# Buchstaben-/Zahlen Zufallsgenrator 2 stellig



## Metzelhuber (14. Februar 2008)

Guten Morgen,
wir bräuchte einen Zufallsgenerator der mir 30.000 (die Zahl ist richtig) zufällige Konstellationen ausgibt.
Die Zahlen müssen aus einem Buchstaben und einer Zahl bestehen, aber beides zufällig und nicht sortiert.
Buchstaben: A-Z
Zahlen: 1-9

Beispiel:
N8
H3
I9
K1
...

Am Beszen so aufbereitet, dass diese Konstellationen direkt untereinander in 30.000 Zeilen stehen.

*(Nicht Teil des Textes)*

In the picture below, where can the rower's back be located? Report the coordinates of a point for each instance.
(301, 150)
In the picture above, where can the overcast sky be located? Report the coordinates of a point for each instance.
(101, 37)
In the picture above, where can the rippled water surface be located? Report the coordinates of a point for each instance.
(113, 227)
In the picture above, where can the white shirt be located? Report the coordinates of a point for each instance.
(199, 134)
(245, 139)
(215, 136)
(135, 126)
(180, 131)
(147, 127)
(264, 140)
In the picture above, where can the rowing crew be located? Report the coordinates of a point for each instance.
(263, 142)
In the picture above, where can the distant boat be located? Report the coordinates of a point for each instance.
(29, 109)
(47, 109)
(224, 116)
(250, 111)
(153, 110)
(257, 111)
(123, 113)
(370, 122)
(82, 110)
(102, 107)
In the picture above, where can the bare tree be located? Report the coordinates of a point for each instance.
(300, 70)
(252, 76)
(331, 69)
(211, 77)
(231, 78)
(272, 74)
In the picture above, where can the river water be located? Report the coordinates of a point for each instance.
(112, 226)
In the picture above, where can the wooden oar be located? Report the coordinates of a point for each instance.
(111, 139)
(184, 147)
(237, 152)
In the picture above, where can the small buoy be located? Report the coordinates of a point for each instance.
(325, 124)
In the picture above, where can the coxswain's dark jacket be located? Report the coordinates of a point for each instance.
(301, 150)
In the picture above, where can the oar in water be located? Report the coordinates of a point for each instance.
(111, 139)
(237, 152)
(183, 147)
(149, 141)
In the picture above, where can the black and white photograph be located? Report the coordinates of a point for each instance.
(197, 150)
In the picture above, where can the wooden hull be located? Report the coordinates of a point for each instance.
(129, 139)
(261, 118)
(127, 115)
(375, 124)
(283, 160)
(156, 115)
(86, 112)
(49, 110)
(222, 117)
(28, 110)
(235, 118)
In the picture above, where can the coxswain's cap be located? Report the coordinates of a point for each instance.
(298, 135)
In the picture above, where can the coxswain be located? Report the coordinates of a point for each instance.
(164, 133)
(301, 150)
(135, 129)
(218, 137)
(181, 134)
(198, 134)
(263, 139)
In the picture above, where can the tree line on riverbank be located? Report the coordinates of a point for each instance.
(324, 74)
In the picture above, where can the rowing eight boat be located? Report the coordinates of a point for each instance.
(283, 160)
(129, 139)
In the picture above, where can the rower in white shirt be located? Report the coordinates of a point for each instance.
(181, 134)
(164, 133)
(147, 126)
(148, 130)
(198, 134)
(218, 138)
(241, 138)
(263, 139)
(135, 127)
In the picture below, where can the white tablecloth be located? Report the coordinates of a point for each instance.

Ist das Aufwendig oder kann mit sogar jemand den Code hier reinstellen?

Danke schonmal.


----------



## Bratkartoffel (14. Februar 2008)

Guten Morgen,

was ist dein Problem, wo kommst du nicht weiter? Ich will dir hier nur Codeschnipsel und Tips geben, nicht gleich ein ganzes Programm


----------



## Metzelhuber (14. Februar 2008)

Das Problem liegt daran, das ich mich damit nicht auskenne.
Ist das gleich ein ganzes Programm?
In meiner Unwissenheit habe ich gedacht das sind ein paar Zeilen die notwendig seind


----------



## Bratkartoffel (14. Februar 2008)

Naja,

ein Riesenprogramm ists natürlich nicht 
Man muss nur wissen wie mans macht.

Grunsätzliche Funktionen:

```
randomize()
rnd()
chr()
```

Diese 3 Funktionen brauchst du. Dazu wäre noch eine ASCII Tabelle interessant, um den Code möglichst klein zu halten.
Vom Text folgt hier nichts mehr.